Com pouco menos de mil habitantes, o orçamento local é de cerca de R$ 20 milhões em 2024. Desse total, apenas R$ 500 mil são arrecadados por meio de impostos e taxas municipais. O valor não paga nem mesmo os salários dos servidores públicos. O restante é proveniente dos repasses — e essa situação está longe de ser uma exceção no país.

A porta do prédio da prefeitura de Borá não foi trancada no horário de almoço | Foto: Artur Piva/Revisa Oeste

Assim como nesse pequeno lugar, 30% dos municípios brasileiros arrecadam menos que o equivalente à folha de pagamento de seus funcionários públicos, de acordo com um levantamento da Federação das Indústrias do Estado do Rio de Janeiro.

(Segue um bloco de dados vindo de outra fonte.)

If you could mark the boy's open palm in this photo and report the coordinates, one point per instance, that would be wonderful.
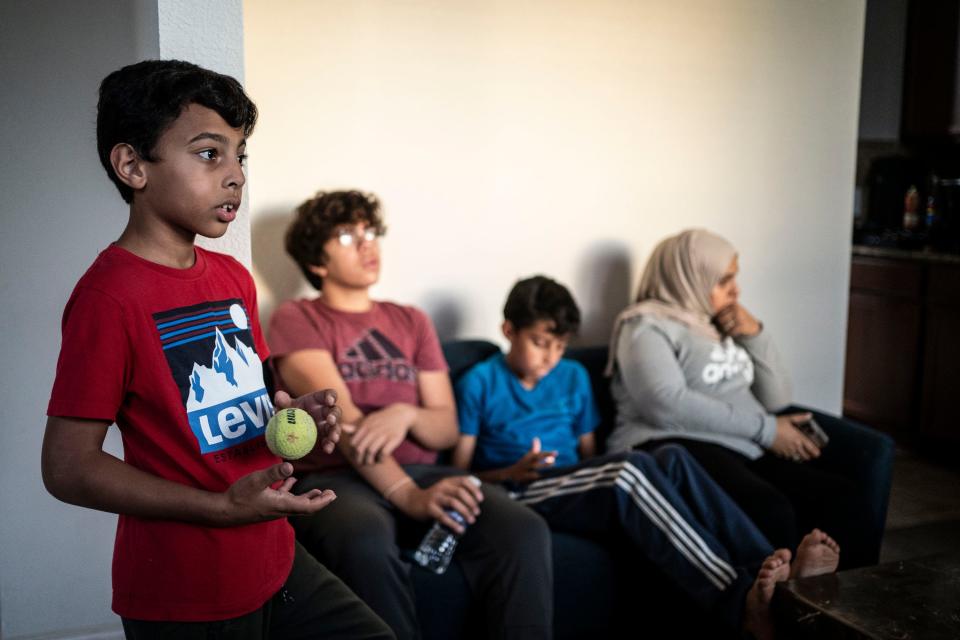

Além disso, 48% das prefeituras dependem das transferências de recursos para bancar 90% das dívidas correntes — como são chamadas as contas do dia a dia, como gastos com combustível ou com o giz usado nas escolas municipais.

São Paulo, a cidade mais desenvolvida do Brasil, pode gastar R$ 112 bilhões em 2024, o correspondente a cerca de R$ 10 mil por habitante — e isso apesar de ser o terceiro cofre mais rico do país, atrás apenas do governo federal e do Estado de São Paulo. Os R$ 20 milhões de Borá correspondem a R$ 20 mil por morador. 

Exército de políticos

Nas eleições de 2024, Borá deve eleger 11 políticos — o prefeito, seu vice e nove vereadores. É um político para cada 82 habitantes. Já os 12 milhões de paulistanos elegerão 55 vereadores, além do prefeito e do vice. Sendo assim, os 57 políticos eleitos da capital equivalem a um para cada 210 mil moradores.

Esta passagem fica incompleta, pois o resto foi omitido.